Dugaan pencemaran tersebut disaksikan langsung warga. Damil (42), penduduk Desa Kiyap Jaya, mengaku melihat aliran limbah dari pabrik melewati parit milik PT Kinabalu Perkasa sebelum bermuara ke sungai.
“Air sungai berubah warna menjadi hitam pekat bercampur minyak. Ikan-ikan mati semua, habitat sungai hancur total. Kami masyarakat sangat dirugikan. Pemerintah jangan tinggal diam,” tegasnya.
Hal senada diungkapkan Sumarni (53), seorang ibu rumah tangga yang tinggal tak jauh dari aliran sungai. Ia menyebut pencemaran semacam ini bukan hal baru.
“Sejak pabrik itu berdiri, pencemaran berulang kali terjadi. Tahun 2021 malah paling parah. Kalau hanya diberi peringatan atau denda, mereka tidak jera. Kami minta izin operasi PT SISL dicabut karena kerusakan lingkungan sudah kebangetan,” ujarnya dengan nada geram.
Temuan Lapangan
Hasil penelusuran tim media menemukan bekas pembuangan limbah berupa serbuk hitam pekat di jalur aplikasi yang jelas mengindikasikan aktivitas pembuangan ke sungai. Tak lama kemudian, saluran pembuangan itu ditutup kembali oleh pihak perusahaan, diduga untuk menghilangkan jejak.

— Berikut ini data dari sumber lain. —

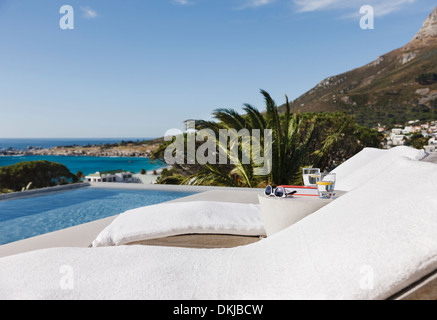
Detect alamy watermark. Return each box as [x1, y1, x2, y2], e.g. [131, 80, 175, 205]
[164, 121, 273, 176]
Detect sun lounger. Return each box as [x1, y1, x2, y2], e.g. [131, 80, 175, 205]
[0, 151, 437, 299]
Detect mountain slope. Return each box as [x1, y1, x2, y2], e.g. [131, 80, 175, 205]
[284, 7, 437, 126]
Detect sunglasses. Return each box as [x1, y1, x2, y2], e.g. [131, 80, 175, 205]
[265, 185, 297, 198]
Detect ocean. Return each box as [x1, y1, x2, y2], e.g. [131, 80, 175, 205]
[0, 138, 152, 150]
[0, 138, 166, 175]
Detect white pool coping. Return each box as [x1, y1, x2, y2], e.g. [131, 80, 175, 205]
[0, 183, 263, 258]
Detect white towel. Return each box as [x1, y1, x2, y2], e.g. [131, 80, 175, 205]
[332, 146, 426, 191]
[93, 201, 265, 247]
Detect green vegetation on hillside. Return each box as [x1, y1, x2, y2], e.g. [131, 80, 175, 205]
[0, 161, 79, 192]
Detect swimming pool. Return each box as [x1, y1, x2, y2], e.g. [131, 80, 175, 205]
[0, 187, 194, 245]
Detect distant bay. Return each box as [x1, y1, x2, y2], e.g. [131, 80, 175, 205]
[0, 156, 166, 175]
[0, 138, 166, 175]
[0, 138, 152, 150]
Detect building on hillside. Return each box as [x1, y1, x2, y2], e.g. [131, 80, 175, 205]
[424, 138, 437, 153]
[85, 170, 135, 183]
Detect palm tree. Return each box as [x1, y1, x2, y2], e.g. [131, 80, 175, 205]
[186, 90, 317, 187]
[154, 90, 379, 188]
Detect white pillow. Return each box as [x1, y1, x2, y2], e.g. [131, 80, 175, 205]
[93, 201, 265, 247]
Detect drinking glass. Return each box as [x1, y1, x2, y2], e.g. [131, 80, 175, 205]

Kondisi ini memperkuat dugaan adanya pola pelanggaran berulang yang tidak hanya merusak ekosistem sungai, tetapi juga mengancam kesehatan dan sumber penghidupan warga.
Perusahaan Bungkam
Hingga berita ini dipublikasikan, manajemen PT SISL belum memberikan keterangan resmi. Erikson, selaku Manajer PMKS, maupun Dani, Humas perusahaan, tidak merespons upaya konfirmasi tim redaksi.
Desakan Warga
Warga kini mendesak Pemerintah Kabupaten Pelalawan, Dinas Lingkungan Hidup (DLH) Riau, dan aparat penegak hukum untuk segera turun tangan. Mereka menilai pencemaran ini sudah masuk kategori pelanggaran serius yang harus ditindak tegas, bukan sekadar diberi sanksi administratif.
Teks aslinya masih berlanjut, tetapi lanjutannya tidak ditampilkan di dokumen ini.